SIMBAD references

We introduce SNAPSHOT, a technique to systematically compute stellar structure models in hydrostatic and thermal equilibrium based on three structural properties - core mass M_core, envelope mass M_env, and core composition. This approach allows us to connect these properties of stellar interiors to the luminosity and effective temperature T_eff in a more systematic way than with stellar evolution models. We compute core-H burning models with total masses of M_total = 8-60 M_☉ and central H mass fractions from 0.70 to 0.05. Using these, we derive an analytical relationship between M_core, M_total, and central H abundance that can be readily used in rapid stellar evolution algorithms.

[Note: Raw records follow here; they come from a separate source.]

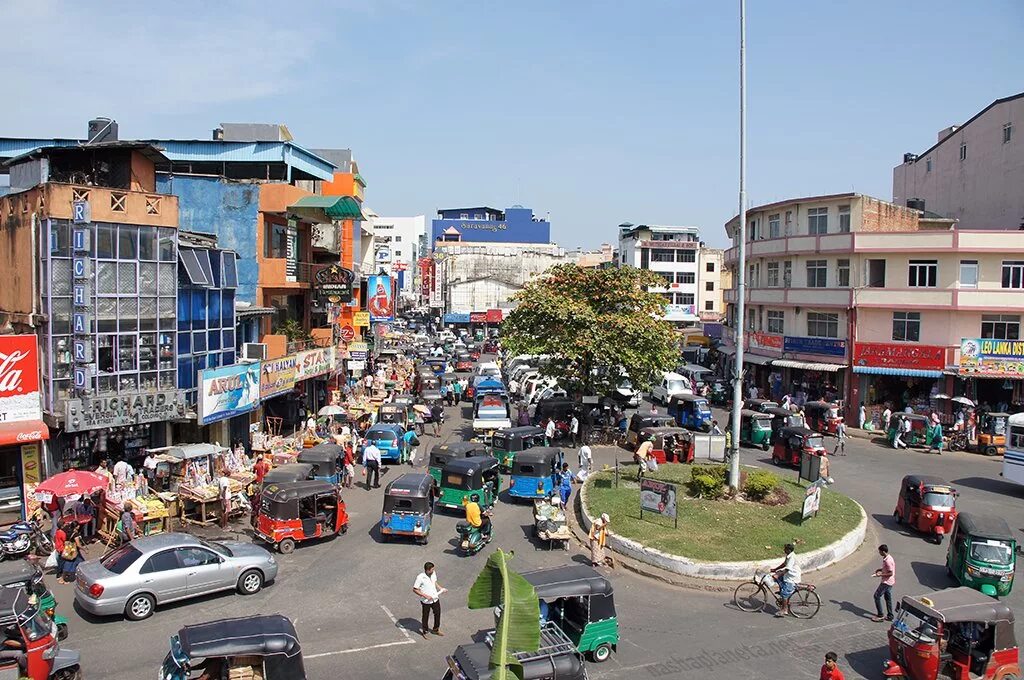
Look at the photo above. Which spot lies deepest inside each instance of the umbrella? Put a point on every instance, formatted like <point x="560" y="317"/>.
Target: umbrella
<point x="74" y="482"/>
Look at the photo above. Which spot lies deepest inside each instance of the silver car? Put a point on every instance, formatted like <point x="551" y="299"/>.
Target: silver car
<point x="154" y="569"/>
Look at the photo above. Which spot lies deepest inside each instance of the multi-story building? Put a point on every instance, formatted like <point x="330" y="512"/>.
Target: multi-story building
<point x="670" y="252"/>
<point x="853" y="297"/>
<point x="973" y="173"/>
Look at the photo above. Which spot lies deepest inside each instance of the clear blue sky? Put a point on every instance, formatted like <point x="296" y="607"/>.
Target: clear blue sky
<point x="597" y="112"/>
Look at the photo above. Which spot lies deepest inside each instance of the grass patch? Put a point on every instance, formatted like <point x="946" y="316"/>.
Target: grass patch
<point x="720" y="530"/>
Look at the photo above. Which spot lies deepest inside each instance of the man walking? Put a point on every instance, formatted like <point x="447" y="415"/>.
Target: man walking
<point x="429" y="592"/>
<point x="885" y="589"/>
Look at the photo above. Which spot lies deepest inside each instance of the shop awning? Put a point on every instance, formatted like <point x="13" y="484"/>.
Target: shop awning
<point x="807" y="366"/>
<point x="893" y="371"/>
<point x="25" y="431"/>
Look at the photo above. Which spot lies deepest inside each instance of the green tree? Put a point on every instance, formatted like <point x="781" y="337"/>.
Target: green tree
<point x="519" y="626"/>
<point x="598" y="326"/>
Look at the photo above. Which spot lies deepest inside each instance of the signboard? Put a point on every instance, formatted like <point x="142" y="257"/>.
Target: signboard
<point x="381" y="302"/>
<point x="895" y="355"/>
<point x="825" y="346"/>
<point x="657" y="497"/>
<point x="276" y="377"/>
<point x="227" y="391"/>
<point x="986" y="356"/>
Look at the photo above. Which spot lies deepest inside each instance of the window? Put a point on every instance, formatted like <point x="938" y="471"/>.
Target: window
<point x="906" y="326"/>
<point x="817" y="220"/>
<point x="843" y="273"/>
<point x="1013" y="273"/>
<point x="821" y="325"/>
<point x="1000" y="327"/>
<point x="817" y="273"/>
<point x="969" y="273"/>
<point x="923" y="273"/>
<point x="844" y="219"/>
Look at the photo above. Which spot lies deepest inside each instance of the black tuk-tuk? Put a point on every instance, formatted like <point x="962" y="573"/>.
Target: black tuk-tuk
<point x="267" y="645"/>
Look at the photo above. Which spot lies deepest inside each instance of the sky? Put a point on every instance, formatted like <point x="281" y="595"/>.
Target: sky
<point x="597" y="113"/>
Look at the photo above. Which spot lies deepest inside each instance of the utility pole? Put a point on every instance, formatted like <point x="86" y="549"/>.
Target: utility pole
<point x="740" y="317"/>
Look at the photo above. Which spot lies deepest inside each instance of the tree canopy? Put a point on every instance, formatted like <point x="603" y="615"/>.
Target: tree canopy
<point x="598" y="326"/>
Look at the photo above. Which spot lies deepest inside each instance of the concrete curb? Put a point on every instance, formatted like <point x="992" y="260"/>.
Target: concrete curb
<point x="811" y="561"/>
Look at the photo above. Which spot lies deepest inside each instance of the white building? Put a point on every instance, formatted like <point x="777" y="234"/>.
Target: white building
<point x="670" y="252"/>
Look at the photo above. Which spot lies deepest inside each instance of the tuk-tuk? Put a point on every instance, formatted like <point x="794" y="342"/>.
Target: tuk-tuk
<point x="326" y="459"/>
<point x="956" y="634"/>
<point x="640" y="421"/>
<point x="822" y="416"/>
<point x="464" y="476"/>
<point x="22" y="572"/>
<point x="264" y="646"/>
<point x="409" y="507"/>
<point x="982" y="553"/>
<point x="927" y="504"/>
<point x="442" y="454"/>
<point x="534" y="472"/>
<point x="388" y="437"/>
<point x="299" y="511"/>
<point x="691" y="412"/>
<point x="672" y="444"/>
<point x="506" y="443"/>
<point x="793" y="441"/>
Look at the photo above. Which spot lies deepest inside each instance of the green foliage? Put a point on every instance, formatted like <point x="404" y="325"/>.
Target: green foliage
<point x="519" y="626"/>
<point x="593" y="321"/>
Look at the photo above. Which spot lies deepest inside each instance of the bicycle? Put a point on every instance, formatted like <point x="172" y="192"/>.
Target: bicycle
<point x="753" y="595"/>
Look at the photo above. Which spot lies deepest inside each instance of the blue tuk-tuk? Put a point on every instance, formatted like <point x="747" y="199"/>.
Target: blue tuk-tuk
<point x="409" y="506"/>
<point x="326" y="459"/>
<point x="534" y="472"/>
<point x="388" y="437"/>
<point x="691" y="412"/>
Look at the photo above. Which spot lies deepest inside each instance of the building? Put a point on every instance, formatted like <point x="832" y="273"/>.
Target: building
<point x="973" y="173"/>
<point x="515" y="224"/>
<point x="860" y="299"/>
<point x="670" y="252"/>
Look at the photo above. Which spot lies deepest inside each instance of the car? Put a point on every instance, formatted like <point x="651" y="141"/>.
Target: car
<point x="136" y="577"/>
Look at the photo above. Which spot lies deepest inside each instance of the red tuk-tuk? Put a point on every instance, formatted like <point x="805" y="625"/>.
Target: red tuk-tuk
<point x="927" y="504"/>
<point x="955" y="634"/>
<point x="293" y="511"/>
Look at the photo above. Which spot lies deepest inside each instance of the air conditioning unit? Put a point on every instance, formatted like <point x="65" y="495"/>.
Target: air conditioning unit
<point x="254" y="351"/>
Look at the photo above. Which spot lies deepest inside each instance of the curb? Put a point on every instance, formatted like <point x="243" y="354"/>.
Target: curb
<point x="684" y="566"/>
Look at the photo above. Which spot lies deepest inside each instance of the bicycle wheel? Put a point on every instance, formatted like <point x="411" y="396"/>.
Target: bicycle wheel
<point x="750" y="596"/>
<point x="805" y="603"/>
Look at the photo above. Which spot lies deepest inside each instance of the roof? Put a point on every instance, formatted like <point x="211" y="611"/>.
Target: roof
<point x="989" y="526"/>
<point x="246" y="636"/>
<point x="568" y="581"/>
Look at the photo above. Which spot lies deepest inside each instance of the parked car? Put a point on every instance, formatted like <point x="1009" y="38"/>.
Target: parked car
<point x="136" y="577"/>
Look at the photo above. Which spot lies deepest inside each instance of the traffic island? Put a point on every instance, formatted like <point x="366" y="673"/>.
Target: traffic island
<point x="720" y="538"/>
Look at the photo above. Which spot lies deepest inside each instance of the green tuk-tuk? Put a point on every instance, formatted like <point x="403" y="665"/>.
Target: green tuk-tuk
<point x="465" y="476"/>
<point x="982" y="553"/>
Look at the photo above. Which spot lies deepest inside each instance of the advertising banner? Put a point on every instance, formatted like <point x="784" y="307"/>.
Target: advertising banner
<point x="381" y="302"/>
<point x="276" y="377"/>
<point x="227" y="391"/>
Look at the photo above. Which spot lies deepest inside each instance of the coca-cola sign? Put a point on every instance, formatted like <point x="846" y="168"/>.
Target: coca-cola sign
<point x="18" y="379"/>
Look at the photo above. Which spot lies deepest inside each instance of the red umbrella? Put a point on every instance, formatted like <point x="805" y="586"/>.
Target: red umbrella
<point x="74" y="482"/>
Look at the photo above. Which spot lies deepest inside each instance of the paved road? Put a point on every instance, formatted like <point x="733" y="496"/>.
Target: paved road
<point x="351" y="601"/>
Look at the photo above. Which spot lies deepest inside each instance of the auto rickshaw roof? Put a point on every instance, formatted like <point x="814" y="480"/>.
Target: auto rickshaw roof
<point x="961" y="604"/>
<point x="247" y="636"/>
<point x="989" y="526"/>
<point x="568" y="581"/>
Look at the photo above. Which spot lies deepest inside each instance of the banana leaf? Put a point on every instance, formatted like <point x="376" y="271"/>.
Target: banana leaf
<point x="519" y="625"/>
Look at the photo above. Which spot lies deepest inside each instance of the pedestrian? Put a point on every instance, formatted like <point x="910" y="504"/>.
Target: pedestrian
<point x="429" y="592"/>
<point x="598" y="536"/>
<point x="885" y="589"/>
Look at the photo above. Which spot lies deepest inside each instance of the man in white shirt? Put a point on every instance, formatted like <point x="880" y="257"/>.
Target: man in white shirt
<point x="429" y="592"/>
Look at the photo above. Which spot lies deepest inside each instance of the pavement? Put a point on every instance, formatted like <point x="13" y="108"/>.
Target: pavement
<point x="350" y="597"/>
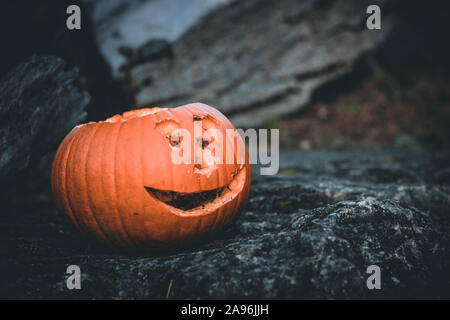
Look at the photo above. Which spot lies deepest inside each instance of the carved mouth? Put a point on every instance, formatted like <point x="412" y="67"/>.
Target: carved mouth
<point x="199" y="202"/>
<point x="185" y="201"/>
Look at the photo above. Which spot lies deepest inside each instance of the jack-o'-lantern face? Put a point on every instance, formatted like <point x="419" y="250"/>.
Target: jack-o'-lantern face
<point x="152" y="177"/>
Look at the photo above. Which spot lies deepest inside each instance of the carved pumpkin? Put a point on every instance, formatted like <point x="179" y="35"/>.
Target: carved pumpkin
<point x="116" y="182"/>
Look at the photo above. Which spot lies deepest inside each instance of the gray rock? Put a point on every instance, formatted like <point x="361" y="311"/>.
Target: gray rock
<point x="309" y="232"/>
<point x="132" y="24"/>
<point x="40" y="101"/>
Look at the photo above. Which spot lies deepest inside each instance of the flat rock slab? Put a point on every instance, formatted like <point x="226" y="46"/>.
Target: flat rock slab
<point x="309" y="232"/>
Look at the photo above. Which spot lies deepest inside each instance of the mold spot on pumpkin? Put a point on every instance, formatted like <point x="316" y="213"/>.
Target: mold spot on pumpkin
<point x="134" y="114"/>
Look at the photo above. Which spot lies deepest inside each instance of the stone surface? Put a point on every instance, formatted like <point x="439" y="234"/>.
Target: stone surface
<point x="132" y="24"/>
<point x="256" y="60"/>
<point x="40" y="101"/>
<point x="309" y="232"/>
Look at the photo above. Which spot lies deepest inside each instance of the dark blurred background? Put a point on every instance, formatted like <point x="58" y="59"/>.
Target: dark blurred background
<point x="310" y="68"/>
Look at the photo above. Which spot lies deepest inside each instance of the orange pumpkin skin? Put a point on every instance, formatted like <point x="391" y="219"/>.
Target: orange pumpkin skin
<point x="103" y="172"/>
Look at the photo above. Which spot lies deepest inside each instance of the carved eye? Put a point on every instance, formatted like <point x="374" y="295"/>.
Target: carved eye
<point x="175" y="141"/>
<point x="205" y="143"/>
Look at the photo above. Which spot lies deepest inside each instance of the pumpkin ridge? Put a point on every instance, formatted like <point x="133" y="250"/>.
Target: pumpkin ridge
<point x="67" y="195"/>
<point x="119" y="219"/>
<point x="89" y="202"/>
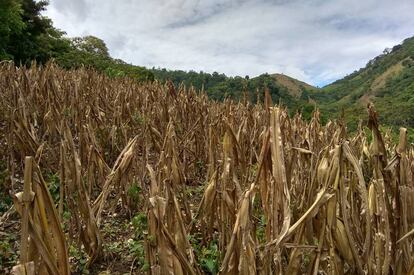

In contrast, core-He burning stars can have a wide range of combinations of M_core, M_env, and core compositions. We compute core-He burning models with M_core = 2-9 M_☉, M_env = 0-50 M_☉, and central He mass fractions of 0.50 and 0.01. Models with M_core/M_total from 0.2 to 0.8 have convective envelopes, low T_eff and will appear as red supergiants (RSGs). For a given M_core, they exhibit a small variation in luminosity (0.02 dex) and T_eff (∼400 K) over a wide range of M_env (∼2-20 M_☉). This means that it is not possible to derive RSG masses from luminosities and T_eff alone. We derive the following relationship between M_core and the total luminosity of an RSG during core He burning: log M_core ≃ 0.44log L/L_☉ - 1.38. At M_core/M_total ≃ 0.2, our models exhibit a bistability and jump from an RSG to a BSG structure. Our models with M_core/M_total > 0.8, which correspond to stripped stars produced by mass-loss or binary interaction, show that T_eff has a strong dependence on M_env, M_core, and the core composition. We constrain the mass of one of these stripped stars in a binary system, HD 45166, and find it to be less than its estimated dynamical mass. When a large observational sample of stripped stars becomes available, our results can be used to constrain their M_core, M_env, mass-loss rates, and the physics of binary interaction.